JohnnyD outside of the two features you mention, the vehicle was very much the rather boxy 4-dr body that emerged with the 1949 Plymouth and largely continued through to the '51 4dr. with minor detail changes.
Quite an attractive and forward-thinking design, to my old eyes! It reminds me of Jaguar's compact sedan, the Mark I and Mark II, although of course there was no Mark I designation until the Mark II came along. You can see the sexy curves and smaller dimensions in this car.
Looks like a 1951 Frazer Manhattan to me. Except uglier. In all fairness except for Ford and Studebaker earlier 50's styling left much to be desired. I love Buick but the front of a 1950 model had to be the most grotesque thing ever designed.

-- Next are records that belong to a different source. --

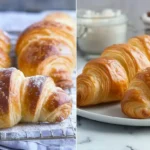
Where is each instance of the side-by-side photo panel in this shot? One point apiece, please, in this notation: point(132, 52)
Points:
point(38, 75)
point(113, 74)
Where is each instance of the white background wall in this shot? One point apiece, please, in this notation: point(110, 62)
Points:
point(133, 8)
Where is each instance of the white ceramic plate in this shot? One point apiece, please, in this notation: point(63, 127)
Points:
point(110, 113)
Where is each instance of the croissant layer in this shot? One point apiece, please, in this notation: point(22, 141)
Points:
point(106, 78)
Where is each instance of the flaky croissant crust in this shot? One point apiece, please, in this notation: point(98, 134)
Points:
point(136, 100)
point(31, 99)
point(106, 78)
point(48, 48)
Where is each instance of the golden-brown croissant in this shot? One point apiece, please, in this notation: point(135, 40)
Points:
point(30, 99)
point(106, 78)
point(136, 100)
point(48, 48)
point(4, 50)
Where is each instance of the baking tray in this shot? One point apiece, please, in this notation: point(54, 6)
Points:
point(40, 130)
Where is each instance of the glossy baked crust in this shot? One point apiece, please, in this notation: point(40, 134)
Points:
point(106, 78)
point(31, 99)
point(135, 103)
point(5, 61)
point(48, 48)
point(10, 107)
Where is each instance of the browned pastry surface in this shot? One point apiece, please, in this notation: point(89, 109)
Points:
point(106, 78)
point(135, 103)
point(31, 99)
point(48, 48)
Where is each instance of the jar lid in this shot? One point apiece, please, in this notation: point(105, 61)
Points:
point(106, 17)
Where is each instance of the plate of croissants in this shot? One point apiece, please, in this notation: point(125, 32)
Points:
point(115, 88)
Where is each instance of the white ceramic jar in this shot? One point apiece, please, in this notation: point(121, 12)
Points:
point(97, 30)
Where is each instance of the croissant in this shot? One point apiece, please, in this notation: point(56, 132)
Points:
point(48, 48)
point(5, 61)
point(106, 78)
point(30, 99)
point(135, 102)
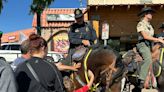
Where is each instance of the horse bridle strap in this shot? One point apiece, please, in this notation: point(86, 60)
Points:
point(79, 79)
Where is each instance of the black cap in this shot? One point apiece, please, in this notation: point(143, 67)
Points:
point(146, 10)
point(162, 26)
point(78, 13)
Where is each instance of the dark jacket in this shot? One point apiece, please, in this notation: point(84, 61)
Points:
point(160, 34)
point(81, 32)
point(50, 78)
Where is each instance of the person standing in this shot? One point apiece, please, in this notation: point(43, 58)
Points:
point(37, 74)
point(7, 79)
point(161, 28)
point(25, 54)
point(145, 39)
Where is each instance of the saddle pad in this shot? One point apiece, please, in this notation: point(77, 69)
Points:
point(79, 53)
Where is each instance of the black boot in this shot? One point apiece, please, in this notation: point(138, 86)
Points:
point(141, 83)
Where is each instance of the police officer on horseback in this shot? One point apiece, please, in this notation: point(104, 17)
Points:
point(145, 38)
point(146, 32)
point(81, 34)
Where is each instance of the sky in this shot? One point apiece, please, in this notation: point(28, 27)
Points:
point(16, 13)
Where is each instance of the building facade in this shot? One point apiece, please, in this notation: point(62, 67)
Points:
point(54, 20)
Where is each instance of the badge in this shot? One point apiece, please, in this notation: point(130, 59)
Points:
point(77, 30)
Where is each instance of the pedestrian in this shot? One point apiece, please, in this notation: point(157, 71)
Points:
point(36, 74)
point(25, 54)
point(145, 39)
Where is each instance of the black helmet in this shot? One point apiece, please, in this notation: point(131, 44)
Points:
point(78, 13)
point(162, 26)
point(146, 10)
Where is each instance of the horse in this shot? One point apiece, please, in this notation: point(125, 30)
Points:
point(102, 63)
point(133, 55)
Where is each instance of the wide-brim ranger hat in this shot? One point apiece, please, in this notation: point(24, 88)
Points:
point(78, 13)
point(146, 10)
point(162, 26)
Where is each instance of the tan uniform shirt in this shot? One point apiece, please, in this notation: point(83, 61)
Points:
point(146, 27)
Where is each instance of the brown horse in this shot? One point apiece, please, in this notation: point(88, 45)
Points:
point(102, 63)
point(132, 55)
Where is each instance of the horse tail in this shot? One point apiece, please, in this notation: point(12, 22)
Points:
point(55, 34)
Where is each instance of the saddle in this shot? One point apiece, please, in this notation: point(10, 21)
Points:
point(79, 53)
point(132, 60)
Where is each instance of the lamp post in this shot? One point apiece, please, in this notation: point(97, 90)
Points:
point(38, 10)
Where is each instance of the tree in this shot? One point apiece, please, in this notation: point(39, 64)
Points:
point(1, 4)
point(37, 8)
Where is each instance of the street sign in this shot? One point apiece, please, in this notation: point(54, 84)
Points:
point(105, 31)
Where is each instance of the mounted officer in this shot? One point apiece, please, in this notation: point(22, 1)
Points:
point(145, 39)
point(81, 35)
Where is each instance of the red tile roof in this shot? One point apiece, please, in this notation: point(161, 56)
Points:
point(57, 24)
point(14, 36)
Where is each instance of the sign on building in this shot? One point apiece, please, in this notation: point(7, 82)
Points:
point(60, 17)
point(105, 31)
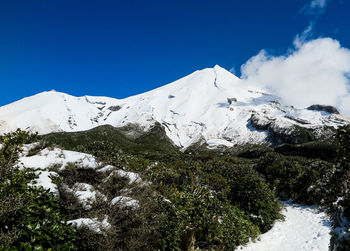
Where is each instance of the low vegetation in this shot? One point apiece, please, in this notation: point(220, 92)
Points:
point(200, 199)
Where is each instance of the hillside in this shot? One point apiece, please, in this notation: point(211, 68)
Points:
point(210, 106)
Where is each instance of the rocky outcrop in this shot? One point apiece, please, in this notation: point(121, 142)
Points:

I don't know if it's realistic but Chrysler should have kept the Turbine design and built a car around it. It was always a classic. I didn't know anything about Plymouth Ghias but I have had possession of a Chrysler Ghia Convertible for several months a long time ago and it was certainly attention getting and very comfortable. I remember the car was White with a Black Leather interior. Lots of grunt at the Green Light...........
This is certainly a stylish upgrade from the stock Plymouth sedan, and frankly, this is new to me. I've seen pictures of the Chrysler and De Soto coupes, though, and they are stunning. I would bet a retrospective on those show cars or prototypes would be informative to many, many readers.
As an caretaker of a couple of Karmann Ghia's I definitely see the Ghia influence, especially the front & rear glass. The shapes are nearly identical. The crown of the rear quarters are very reminiscent too. Informative article!
Owned a 53 Plymouth Cranbrook as well as a 52 Chrysler in the mid 60's and both were reliable tanks. Loved the Turbine design but it looks like a later T-Bird to me. Designs for the Ghia back in the 50's were forward thinking when you compare to what was produced. I really enjoy history lesson like these, keep them coming.
I always liked this car. It has an Air of a Rolls but not really looking like one.
This styling would not have lasted long but I try to look at it and see what it could have evolved into. It is a shame that Chrysler has so many good show cars and limited run cars that just never really extended into the production cars as much as they could have.
The Turbine was designed by a ex Ford designer. That is why it look more T bird than Chrysler.
Imagine if the Imperial had gone this way as to how it may have influenced Cadillac and Lincoln.
I for one see some timeless styling here and have a difficult time believing Chrysler didn't jump on making this body design a reality. There's a distinct hint of Bentley / Rolls in these published photograph's, a vast improvement over many of the body designs put into production over the next 10 - 15 years after this concept vehicle was shown by Chrysler, Dodge & Plymouth. Too bad there weren't a few interior shots taken of this XX-500. I'm convinced they'd reflect the exterior's elegance as well. I'd be extremely happy to have a copy of this unique car in my collection, if only they would have actually produced them on the assembly line. Beauty indeed is in the eye of the beholder. Thanks for publishing this most fascinating piece!